While ago, I have a blog about a template error. I finally finished it today. I made a Sierpinski tetrahedron generator. http://en.wikipedia.org/wiki/Sierpinski_triangle
This time, I would like to learn OpenMesh (http://www.openmesh.org). I have my own mesh library, but usually I would like to solve a problem, so if there is a well developed open source library, I think it is better to switch to it. Figure 1 shows how to get consistent list of vertices by OpenMesh. Here, "consistent" means, I always would like to have the vertices indexed as in the Figure 1, up. For example, if O_1 and O_3 are exchanged, I have a problem to create a Sierpinski tetrahedron.

Figure 1: tetrahedron configuration

Figure2: creation rule 1

Figure 3: creation rule2

Actually, I don't know what is the best way to do that, I depends on the OpenMesh's face halfedge circulator. If anybody knows better way, please give me a comment. In my method, first I need to guarantee the input is a tetrahedron. This is done as following:

1. Pick one face, f0.

2. Get 1-ring neighbor faces of f0 by the face face circulator. Now    we have four faces (f0, f1, f2, f3). If we could not get four,    there is a boundary. But, a tetrahedron has no boundary, therefore    f0 is not a tetrahedron face.
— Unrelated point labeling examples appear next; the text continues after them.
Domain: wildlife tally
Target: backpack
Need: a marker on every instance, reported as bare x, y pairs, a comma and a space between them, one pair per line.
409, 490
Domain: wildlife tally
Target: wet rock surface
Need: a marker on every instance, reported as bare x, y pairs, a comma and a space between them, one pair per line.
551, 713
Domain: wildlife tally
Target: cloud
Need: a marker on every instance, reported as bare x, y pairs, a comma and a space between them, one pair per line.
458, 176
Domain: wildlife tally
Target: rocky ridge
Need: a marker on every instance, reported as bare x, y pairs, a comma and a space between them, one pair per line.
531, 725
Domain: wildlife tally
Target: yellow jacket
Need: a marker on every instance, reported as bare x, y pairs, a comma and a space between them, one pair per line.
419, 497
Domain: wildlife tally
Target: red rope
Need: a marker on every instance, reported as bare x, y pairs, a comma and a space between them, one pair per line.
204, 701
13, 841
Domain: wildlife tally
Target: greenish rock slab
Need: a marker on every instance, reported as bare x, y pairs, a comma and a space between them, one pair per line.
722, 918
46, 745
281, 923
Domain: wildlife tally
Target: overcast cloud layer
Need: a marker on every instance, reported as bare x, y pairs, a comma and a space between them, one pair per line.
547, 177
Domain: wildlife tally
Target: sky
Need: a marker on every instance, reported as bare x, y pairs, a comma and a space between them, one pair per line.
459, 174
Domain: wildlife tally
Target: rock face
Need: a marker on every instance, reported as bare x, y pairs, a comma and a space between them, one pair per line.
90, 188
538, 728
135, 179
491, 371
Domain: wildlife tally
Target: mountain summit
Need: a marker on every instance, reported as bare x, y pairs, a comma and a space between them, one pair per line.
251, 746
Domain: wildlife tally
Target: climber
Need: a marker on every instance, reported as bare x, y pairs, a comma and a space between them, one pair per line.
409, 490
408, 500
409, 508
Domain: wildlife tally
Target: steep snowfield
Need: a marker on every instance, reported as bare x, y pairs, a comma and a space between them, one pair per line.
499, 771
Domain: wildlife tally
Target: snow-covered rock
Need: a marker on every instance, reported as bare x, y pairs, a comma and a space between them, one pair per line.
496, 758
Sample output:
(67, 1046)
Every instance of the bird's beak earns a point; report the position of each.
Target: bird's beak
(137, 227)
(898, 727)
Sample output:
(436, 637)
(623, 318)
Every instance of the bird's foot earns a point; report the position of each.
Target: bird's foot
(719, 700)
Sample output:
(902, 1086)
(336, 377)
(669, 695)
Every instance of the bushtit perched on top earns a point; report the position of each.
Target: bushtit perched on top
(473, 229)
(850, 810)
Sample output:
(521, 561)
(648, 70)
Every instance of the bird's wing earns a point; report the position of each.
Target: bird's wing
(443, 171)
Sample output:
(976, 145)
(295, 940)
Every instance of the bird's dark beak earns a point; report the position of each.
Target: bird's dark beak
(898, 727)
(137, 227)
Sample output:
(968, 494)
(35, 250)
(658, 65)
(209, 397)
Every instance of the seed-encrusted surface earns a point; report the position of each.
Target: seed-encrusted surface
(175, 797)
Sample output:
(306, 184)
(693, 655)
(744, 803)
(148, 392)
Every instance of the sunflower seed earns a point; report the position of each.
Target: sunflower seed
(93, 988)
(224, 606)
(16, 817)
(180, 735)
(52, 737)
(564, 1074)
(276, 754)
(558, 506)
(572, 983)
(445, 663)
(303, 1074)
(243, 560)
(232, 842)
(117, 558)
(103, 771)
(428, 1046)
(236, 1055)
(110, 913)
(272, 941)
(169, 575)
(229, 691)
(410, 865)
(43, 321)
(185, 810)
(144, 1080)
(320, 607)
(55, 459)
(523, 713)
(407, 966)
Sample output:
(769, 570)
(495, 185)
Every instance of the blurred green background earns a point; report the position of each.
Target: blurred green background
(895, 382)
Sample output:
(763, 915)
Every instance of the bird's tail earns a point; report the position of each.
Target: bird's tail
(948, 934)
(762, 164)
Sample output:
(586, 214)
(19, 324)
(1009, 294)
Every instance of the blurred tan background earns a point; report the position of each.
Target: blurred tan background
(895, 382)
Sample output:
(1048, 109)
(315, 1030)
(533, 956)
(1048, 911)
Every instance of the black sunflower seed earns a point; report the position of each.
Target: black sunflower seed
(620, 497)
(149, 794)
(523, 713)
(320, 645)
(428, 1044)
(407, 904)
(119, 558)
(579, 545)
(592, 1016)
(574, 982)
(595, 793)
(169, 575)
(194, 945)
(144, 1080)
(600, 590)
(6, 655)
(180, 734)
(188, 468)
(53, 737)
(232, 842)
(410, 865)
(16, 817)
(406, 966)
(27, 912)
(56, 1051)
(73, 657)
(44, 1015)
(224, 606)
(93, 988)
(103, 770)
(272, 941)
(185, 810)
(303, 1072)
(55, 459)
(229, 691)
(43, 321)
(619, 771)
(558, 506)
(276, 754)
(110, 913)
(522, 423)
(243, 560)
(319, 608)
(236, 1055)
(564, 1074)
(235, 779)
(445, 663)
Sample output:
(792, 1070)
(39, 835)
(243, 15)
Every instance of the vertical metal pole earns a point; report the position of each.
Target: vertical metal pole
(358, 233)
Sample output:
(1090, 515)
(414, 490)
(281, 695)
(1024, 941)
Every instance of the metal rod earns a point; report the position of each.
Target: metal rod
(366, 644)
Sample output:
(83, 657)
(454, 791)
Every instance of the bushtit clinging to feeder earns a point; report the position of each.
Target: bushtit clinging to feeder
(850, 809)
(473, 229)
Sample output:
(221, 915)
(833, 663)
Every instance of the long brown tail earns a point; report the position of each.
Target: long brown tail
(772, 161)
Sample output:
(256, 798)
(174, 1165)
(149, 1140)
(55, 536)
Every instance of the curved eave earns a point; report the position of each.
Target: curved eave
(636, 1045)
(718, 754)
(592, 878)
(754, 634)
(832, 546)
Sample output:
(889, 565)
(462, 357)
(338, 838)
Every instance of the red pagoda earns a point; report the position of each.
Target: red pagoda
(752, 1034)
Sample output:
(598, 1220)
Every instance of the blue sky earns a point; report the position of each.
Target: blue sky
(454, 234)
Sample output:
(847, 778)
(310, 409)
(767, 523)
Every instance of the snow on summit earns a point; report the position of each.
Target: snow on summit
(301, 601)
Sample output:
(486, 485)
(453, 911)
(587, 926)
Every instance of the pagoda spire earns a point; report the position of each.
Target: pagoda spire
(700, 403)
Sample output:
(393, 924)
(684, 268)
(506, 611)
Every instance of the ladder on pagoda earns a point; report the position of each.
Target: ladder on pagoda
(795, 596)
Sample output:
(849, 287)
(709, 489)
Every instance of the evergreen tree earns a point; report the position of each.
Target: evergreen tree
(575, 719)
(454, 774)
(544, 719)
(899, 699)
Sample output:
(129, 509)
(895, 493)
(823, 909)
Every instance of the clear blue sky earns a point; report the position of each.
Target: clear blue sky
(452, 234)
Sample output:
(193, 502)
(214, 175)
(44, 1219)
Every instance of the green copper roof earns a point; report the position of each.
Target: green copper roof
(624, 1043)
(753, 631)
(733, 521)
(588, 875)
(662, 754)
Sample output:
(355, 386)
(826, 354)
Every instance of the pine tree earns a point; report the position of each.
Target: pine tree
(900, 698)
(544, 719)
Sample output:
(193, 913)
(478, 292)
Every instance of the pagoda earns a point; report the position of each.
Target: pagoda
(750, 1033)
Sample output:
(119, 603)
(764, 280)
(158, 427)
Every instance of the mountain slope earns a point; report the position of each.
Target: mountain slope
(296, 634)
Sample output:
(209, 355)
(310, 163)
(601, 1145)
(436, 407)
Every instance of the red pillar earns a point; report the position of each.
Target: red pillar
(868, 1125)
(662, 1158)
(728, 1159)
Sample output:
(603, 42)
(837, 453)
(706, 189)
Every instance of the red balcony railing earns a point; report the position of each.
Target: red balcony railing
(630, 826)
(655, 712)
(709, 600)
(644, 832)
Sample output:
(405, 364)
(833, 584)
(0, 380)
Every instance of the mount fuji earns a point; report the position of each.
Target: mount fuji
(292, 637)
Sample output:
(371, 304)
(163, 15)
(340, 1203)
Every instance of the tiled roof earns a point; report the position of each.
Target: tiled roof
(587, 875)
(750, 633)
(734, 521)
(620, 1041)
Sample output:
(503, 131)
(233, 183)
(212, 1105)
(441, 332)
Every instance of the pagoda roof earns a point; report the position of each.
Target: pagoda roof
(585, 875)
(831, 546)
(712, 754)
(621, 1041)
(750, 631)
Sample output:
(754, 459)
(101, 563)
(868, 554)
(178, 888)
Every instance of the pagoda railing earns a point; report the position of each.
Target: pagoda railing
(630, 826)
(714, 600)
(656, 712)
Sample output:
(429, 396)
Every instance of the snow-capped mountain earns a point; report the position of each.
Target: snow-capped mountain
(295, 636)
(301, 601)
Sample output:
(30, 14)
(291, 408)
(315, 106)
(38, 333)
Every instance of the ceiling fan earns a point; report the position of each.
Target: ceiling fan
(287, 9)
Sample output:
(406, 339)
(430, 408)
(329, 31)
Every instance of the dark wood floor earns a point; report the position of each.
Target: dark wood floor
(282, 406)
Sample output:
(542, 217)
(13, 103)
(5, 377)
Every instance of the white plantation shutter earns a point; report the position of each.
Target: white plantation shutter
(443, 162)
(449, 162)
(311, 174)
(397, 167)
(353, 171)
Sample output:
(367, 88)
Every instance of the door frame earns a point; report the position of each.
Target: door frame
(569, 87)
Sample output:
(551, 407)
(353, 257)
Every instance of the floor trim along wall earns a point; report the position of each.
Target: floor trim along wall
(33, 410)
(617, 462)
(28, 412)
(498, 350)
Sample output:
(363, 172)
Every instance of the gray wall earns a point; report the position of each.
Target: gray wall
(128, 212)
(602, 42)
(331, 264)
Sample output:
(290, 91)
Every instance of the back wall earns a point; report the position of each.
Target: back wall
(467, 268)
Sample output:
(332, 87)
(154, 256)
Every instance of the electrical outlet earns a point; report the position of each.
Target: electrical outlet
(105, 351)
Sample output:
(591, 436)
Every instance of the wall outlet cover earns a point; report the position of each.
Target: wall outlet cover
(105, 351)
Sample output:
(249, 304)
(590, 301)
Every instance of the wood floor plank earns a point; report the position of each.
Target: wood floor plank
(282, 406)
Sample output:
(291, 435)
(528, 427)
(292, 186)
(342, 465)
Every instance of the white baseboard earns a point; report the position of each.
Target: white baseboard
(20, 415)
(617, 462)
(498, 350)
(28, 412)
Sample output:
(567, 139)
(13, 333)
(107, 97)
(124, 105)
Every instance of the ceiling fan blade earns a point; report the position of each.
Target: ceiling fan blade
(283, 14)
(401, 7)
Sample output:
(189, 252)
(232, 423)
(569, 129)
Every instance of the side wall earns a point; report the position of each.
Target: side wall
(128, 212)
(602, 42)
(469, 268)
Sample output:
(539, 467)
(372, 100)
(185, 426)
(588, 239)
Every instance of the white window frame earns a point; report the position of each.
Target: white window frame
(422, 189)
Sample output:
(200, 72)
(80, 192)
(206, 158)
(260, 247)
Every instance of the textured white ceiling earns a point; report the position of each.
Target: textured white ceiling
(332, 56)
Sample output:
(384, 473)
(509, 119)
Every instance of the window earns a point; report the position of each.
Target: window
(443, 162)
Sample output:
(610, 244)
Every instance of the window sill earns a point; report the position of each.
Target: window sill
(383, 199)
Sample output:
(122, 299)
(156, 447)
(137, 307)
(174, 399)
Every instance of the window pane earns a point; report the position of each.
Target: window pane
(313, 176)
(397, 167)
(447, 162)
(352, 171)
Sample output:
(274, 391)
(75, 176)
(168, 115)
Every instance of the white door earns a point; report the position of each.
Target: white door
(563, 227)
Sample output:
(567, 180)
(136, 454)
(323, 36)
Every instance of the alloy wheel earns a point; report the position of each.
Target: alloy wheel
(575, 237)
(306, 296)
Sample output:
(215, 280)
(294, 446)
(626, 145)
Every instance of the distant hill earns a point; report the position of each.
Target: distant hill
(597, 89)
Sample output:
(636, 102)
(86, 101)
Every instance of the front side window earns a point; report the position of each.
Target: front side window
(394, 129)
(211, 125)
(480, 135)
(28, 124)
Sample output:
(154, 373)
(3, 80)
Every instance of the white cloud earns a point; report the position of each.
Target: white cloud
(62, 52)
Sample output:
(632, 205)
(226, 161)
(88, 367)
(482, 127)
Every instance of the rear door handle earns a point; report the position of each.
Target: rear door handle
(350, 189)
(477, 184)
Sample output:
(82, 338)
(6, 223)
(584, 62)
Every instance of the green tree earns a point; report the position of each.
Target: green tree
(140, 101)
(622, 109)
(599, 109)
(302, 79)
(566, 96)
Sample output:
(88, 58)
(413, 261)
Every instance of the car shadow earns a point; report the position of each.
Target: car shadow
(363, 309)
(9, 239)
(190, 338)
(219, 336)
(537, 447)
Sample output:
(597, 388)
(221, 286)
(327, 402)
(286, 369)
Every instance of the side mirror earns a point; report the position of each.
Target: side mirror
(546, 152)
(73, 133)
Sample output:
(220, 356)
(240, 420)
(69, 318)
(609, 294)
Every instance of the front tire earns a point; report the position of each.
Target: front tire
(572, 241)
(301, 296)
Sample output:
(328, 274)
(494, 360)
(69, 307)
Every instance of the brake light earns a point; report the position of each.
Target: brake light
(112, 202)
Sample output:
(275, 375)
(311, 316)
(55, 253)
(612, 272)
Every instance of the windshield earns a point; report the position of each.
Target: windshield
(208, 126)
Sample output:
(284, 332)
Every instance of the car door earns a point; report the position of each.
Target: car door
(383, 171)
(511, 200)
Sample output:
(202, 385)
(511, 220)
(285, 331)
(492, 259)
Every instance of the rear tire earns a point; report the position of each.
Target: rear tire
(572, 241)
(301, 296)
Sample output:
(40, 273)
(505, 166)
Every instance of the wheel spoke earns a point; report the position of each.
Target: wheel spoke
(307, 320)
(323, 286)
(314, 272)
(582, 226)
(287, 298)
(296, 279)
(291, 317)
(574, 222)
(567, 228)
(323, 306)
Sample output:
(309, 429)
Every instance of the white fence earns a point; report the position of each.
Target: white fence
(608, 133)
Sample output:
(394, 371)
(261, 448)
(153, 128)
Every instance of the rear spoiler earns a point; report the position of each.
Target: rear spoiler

3. For all {f0, f1, f2, f3}, get 1-ring neighbor faces and check    all are one of {f0, f1, f2, f3}. If we found an unknown face, this    is not a tetrahedron. Actually, f1, f2, f3 are obtained by f0's    face face circulator, therefore, we don't need to check the f0.

When we got a consistent vertex list, follow the Figure 2 and 3 rule to generate the Sierpinski tetrahedron. The OpenGL rendered result is shown in the following figures. This is nothing new and nothing complicated, but, I have not program anything related with a mesh, it was fun to do that.